Dem ist nicht so: Oper und Kultur allgemein sind elitäre Betriebe, in dem ohnehin nur wenige viel Geld verdienen; die Konsument*innen von Kultur, die gerne unter sich bleiben, was auch beim jungen Volk so ist, die jungen “Intellektuellen”, das ist schon alles sehr klassistisch.

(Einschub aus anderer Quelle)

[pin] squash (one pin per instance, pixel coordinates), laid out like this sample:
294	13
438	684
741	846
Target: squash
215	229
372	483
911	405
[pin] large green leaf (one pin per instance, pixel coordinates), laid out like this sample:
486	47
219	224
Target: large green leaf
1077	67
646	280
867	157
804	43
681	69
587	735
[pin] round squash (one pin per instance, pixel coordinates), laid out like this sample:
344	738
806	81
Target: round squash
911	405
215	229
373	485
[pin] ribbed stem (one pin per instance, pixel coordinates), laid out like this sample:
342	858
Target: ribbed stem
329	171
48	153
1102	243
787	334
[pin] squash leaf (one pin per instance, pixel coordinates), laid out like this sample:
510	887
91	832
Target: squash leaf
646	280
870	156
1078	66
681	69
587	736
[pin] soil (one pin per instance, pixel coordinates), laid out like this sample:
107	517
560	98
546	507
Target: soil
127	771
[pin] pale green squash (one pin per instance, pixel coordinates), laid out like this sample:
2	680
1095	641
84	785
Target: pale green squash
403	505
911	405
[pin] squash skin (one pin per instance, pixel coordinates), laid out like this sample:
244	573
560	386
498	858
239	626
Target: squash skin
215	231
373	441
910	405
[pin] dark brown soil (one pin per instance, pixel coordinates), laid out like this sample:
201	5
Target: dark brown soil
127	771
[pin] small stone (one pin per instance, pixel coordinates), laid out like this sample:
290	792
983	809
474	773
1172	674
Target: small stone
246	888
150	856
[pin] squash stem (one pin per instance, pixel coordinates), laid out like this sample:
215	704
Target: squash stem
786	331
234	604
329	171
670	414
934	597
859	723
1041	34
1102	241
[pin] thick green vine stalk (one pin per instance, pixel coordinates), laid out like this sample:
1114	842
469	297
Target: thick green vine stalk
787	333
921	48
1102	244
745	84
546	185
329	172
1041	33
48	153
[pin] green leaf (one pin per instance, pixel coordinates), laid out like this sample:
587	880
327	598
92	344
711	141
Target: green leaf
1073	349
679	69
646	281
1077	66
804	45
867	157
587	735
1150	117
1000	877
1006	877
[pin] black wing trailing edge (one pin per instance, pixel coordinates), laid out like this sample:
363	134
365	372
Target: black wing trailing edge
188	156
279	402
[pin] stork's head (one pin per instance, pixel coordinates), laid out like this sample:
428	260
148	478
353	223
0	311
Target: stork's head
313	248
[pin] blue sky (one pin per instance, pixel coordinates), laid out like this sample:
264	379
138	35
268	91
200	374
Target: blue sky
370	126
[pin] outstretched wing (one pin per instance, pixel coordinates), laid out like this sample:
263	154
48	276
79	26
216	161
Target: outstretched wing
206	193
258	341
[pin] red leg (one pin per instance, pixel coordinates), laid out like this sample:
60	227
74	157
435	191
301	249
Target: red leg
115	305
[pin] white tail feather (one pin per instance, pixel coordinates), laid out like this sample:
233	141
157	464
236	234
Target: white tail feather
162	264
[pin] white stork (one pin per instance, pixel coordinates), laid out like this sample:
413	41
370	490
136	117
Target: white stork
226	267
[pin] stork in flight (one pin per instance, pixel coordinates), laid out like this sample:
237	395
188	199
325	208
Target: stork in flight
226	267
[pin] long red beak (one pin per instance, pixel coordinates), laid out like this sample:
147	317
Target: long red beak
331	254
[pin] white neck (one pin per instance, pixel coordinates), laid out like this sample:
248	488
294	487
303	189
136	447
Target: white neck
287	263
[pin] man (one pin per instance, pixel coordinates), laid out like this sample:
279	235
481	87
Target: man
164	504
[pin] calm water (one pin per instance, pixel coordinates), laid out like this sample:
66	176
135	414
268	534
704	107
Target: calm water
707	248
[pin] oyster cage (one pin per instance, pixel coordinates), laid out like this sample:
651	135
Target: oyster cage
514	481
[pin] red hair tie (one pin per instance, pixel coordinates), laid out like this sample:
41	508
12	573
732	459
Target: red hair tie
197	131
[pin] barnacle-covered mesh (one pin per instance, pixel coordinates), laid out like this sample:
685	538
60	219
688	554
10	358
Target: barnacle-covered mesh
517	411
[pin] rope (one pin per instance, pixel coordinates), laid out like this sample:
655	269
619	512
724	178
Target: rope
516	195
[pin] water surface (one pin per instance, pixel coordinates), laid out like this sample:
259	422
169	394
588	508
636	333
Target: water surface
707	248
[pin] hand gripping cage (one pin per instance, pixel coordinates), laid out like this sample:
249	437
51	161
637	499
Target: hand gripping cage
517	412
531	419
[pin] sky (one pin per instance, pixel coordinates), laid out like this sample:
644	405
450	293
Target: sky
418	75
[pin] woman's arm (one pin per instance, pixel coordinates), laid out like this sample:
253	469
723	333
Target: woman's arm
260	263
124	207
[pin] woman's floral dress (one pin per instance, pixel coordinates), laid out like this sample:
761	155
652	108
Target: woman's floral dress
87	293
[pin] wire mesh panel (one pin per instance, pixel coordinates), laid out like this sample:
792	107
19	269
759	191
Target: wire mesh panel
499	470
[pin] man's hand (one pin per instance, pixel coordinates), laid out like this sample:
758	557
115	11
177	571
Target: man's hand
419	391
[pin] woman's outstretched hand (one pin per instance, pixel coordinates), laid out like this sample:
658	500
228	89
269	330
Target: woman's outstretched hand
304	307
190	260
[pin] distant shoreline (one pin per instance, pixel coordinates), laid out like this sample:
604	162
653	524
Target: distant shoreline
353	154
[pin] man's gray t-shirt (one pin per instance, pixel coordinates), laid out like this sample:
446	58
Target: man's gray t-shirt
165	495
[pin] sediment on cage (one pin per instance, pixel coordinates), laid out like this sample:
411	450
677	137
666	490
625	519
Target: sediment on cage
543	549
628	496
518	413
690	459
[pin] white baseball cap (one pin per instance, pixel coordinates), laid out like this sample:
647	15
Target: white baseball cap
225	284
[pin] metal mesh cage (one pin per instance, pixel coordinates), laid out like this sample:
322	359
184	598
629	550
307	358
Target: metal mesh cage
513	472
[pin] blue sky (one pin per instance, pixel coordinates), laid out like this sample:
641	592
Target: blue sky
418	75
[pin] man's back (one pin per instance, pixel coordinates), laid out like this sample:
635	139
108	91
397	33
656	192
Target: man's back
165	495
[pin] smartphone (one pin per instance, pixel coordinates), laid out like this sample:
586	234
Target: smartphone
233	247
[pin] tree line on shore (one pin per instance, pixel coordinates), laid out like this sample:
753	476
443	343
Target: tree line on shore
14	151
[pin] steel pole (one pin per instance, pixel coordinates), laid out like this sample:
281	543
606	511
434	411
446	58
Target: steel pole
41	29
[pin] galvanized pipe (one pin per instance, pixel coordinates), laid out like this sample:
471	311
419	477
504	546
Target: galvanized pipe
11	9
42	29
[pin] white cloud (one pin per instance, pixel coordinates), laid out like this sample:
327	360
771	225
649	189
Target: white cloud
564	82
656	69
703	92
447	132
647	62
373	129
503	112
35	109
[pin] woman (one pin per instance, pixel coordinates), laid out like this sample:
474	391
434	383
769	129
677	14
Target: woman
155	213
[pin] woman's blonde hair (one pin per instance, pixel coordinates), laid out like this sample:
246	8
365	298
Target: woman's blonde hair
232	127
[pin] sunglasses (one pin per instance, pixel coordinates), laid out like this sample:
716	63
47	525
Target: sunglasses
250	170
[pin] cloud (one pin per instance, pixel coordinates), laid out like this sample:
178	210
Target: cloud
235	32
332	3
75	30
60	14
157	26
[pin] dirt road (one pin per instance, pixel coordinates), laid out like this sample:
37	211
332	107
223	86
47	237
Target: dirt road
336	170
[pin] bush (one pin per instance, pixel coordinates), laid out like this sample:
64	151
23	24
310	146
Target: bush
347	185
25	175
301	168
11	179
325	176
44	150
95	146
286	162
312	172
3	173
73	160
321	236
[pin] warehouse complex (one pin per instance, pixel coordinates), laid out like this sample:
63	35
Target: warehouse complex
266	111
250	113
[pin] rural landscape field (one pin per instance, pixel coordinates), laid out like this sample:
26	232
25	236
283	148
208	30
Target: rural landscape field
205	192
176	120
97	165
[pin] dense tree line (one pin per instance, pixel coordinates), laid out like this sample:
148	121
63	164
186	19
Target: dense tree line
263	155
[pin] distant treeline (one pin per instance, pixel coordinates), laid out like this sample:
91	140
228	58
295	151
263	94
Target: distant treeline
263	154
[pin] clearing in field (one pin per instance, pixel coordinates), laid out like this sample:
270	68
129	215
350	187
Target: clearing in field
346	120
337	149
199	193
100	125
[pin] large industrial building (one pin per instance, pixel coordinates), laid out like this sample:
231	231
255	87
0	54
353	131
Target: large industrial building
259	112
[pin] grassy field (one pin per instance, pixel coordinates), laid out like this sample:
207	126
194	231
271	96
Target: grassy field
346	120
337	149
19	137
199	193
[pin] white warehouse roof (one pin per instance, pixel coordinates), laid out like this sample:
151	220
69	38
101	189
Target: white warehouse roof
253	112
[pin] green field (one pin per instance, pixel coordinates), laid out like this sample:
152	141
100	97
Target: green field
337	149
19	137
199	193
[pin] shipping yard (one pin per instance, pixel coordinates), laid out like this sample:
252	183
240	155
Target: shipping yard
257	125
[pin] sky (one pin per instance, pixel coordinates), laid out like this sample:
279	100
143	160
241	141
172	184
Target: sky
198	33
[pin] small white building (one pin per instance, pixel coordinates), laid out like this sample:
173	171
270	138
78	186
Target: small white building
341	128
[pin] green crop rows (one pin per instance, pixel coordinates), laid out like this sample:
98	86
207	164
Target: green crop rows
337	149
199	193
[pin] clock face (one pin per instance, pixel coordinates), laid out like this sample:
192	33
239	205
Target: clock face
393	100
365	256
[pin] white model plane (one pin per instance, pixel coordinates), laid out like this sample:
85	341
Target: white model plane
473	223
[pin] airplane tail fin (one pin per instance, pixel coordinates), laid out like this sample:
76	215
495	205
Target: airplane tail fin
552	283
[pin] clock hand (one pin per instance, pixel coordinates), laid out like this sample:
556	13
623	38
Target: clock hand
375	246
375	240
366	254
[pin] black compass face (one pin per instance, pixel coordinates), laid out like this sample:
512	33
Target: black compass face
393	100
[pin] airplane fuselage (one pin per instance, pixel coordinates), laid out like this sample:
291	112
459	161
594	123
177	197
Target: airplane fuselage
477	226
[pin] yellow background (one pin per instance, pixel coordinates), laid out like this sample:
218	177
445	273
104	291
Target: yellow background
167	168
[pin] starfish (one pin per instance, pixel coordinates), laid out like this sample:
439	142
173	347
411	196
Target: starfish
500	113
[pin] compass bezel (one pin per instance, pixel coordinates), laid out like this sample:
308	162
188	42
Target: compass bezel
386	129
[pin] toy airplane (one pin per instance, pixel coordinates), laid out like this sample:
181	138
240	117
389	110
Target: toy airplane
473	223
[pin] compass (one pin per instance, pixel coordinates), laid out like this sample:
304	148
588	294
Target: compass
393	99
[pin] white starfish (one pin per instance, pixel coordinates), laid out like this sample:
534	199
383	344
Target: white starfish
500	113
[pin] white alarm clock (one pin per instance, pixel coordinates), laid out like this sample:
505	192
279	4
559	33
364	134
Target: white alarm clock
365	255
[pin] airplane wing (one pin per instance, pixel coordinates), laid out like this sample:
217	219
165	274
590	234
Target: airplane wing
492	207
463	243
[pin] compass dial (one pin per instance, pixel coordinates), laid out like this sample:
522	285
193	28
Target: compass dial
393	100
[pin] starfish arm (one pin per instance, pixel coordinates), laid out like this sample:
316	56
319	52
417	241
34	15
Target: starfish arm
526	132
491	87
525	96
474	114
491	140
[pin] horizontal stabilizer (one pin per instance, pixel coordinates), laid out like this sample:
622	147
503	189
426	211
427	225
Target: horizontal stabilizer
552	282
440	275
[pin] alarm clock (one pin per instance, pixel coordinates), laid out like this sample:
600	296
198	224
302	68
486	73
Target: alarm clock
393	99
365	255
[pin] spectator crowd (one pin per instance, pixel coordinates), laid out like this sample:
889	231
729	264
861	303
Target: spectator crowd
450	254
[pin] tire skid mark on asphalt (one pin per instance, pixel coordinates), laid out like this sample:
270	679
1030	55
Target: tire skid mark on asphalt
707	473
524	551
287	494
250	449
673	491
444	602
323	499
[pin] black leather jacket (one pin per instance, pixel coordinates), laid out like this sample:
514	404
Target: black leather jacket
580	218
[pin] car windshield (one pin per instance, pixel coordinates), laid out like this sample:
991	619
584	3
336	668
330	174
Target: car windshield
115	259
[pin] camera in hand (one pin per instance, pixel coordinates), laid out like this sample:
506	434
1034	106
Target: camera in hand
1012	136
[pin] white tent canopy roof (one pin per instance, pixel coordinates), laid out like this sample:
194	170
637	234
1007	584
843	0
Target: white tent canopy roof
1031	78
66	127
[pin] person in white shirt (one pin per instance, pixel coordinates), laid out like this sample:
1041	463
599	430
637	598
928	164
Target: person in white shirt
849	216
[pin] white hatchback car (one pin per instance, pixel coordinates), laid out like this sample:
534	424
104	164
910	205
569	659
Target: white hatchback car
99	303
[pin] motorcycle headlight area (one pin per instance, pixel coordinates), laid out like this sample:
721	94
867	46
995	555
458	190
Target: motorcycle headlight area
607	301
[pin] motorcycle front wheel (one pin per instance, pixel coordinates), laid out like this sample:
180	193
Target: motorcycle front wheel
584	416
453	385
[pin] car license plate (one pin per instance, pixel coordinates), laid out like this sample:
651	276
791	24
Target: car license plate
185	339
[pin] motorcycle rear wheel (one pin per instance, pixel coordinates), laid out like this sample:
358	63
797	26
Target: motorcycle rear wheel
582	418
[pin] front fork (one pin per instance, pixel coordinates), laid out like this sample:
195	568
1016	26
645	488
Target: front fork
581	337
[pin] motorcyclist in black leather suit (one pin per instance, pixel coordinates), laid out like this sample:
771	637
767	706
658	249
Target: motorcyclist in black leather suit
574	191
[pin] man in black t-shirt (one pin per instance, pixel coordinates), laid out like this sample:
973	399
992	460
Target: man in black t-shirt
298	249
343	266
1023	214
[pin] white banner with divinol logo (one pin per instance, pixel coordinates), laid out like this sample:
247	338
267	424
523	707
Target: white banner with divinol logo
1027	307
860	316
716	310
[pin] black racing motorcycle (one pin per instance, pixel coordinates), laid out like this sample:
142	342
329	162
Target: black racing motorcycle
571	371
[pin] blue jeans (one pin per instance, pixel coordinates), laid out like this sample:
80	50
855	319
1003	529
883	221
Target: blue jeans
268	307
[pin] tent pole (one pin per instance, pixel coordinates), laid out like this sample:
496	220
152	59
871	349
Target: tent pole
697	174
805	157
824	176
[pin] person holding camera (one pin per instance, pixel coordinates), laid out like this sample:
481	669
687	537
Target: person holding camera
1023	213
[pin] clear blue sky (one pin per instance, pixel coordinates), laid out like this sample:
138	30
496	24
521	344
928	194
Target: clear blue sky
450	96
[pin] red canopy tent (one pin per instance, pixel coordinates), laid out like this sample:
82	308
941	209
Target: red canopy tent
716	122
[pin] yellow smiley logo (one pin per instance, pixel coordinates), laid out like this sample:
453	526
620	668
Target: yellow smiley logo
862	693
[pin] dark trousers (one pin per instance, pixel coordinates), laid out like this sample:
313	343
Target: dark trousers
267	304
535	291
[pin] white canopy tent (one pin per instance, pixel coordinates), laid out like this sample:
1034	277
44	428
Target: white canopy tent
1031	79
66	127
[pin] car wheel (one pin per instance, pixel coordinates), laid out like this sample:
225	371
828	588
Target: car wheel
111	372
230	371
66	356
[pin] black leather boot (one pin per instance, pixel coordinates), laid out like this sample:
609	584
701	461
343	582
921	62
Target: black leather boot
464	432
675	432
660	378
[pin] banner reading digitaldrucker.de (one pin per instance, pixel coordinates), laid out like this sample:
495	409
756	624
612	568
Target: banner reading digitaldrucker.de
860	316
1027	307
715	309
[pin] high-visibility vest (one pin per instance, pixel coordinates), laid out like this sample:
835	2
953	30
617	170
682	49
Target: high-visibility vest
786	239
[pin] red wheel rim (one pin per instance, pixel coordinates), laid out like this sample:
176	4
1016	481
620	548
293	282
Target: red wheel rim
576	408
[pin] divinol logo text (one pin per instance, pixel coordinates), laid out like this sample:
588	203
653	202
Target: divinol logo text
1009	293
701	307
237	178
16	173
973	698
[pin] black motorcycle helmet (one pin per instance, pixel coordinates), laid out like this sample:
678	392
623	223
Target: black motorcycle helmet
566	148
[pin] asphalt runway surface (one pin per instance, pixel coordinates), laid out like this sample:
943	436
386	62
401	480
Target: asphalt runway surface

Glamour, Glanz und Gloria – so ist die Realität nun mal nicht, und das ist auch gut so, aber bourgeois bleibt es, und zwar mit dem Geschmäckle des “open-minded” Anstrichs, was sich in der plakativ-performativen Ausübung von Diversität und gefakter linkspolitischer Ausrichtung zeigt.
Fazit: Ich fand’s großartig und sehenswert, eine gute Verbindung zwischen modern und klassisch, unterhaltsam und künstlerisch betrachtet auch “intelektuell” genug. Leider habe ich einen anderen Geschmack als das breite Publikum, sei es drum – wer noch hingehen kann, sollte!